Describe Dickson Carr en su novela “El crimen de las figuras de cera” un imaginario Club de los Antifaces, al que puede concurrir todo buscador de nuevas experiencias. Es una especie de confitería a media luz con habitaciones en el primer piso, donde el personal lleva antifaces blancos, y los clientes antifaces de diversos colores que simbolizan aquello que están dispuestos a esperar de la relación. Lucir un color puede significar “busco un encuentro heterosexual ocasional”, otro “busco una relación estable” y otro simplemente “busco una conversación interesante”.
También puede encontrarse el amor por azar, como le pasó a cierto grandote de casi dos metros de altura que era la oveja negra de una muy rica y reconocida familia argentina, no sólo porque fuera uno de los referentes del incipiente radicalismo, netamente popular, sino también por su elección amorosa.
La cosa comenzó cuando la cantante lírica Regina Pacini ofreció su función en Buenos Aires. El hombre quedó rápidamente prendado, pero ella lo ignoró a pesar de las 48 rosas que le envió al camarín. Muchos hubiesen abandonado pero aquel hombre, durante los ocho años siguientes de 1899 a 1907, la persiguió con sus rosas a cuestas por todos los lugares del mundo donde actuaba.
Cierta noche doña Regina debía ofrecer su función en Lisboa, y cuando se levantó el telón el teatro estaba absolutamente vacío. Pero no del todo, porque allí estaba parado el hombre mostrándole una canasta repleta con todas las entradas que había comprado y diciéndole: “esta noche cantará para mí”. Esta vez la dama no pudo resistirse y finalmente se casaron en 1907 a pesar de la oposición familiar y a pesar del vacío que dejaba cuando las damas porteñas entendieron que desaparecía el soltero más codiciado de la época. Y para colmo de males, doña Regina era una simple artista popular, ya que por entonces la ópera no era algo ‘distinguido’ sino una manifestación de la cultura del pueblo.
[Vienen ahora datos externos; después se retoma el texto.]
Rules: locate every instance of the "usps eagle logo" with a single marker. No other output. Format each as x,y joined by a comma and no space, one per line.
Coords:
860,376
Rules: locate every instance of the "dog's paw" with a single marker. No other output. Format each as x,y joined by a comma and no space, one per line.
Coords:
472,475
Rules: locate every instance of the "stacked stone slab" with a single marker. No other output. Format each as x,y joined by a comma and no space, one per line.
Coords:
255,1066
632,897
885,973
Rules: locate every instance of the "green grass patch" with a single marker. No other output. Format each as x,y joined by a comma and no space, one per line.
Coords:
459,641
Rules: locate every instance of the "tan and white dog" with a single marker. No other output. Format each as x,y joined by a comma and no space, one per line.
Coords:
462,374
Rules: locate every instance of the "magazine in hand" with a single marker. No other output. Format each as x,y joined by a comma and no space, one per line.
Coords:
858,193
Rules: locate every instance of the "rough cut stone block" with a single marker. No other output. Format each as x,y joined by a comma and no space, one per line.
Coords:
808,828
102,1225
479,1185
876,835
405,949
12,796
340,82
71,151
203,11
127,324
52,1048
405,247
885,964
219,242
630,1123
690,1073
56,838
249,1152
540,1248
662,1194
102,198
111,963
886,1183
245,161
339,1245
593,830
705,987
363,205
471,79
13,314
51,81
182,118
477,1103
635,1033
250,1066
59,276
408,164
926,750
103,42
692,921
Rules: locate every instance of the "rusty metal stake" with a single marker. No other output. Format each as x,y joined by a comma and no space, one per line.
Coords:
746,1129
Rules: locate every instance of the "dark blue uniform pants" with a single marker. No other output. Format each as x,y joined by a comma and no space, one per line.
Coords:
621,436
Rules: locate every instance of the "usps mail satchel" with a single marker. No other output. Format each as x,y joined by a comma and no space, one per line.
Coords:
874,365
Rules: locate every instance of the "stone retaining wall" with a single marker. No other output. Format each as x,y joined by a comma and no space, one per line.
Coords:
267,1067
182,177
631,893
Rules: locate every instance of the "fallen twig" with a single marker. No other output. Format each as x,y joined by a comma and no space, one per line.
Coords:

El hombre en cuestión fue luego presidente de la república de 1922 a 1928, falleciendo en 1942. Pero para Regina, que no valía aquello de “hasta que la muerte nos separe”, durante los 23 años siguientes visitó a su marido en la Recoleta una vez por semana, donde se quedaba dos o tres horas en silencio conversando con él. Finalmente falleció a los 94 años.
Para ellos el divorcio no era una opción, y no porque ni figurara en el código civil, sino mas bien porque era totalmente inconcebible para sus cerebros de enamorados. Y hoy, cuando camino por la calle Marcelo Torcuato de Alvear, no recuerdo a un presidente de la República sino al premio Nobel al amor. ¡Cómo me hubiera gustado que me pasara algo así!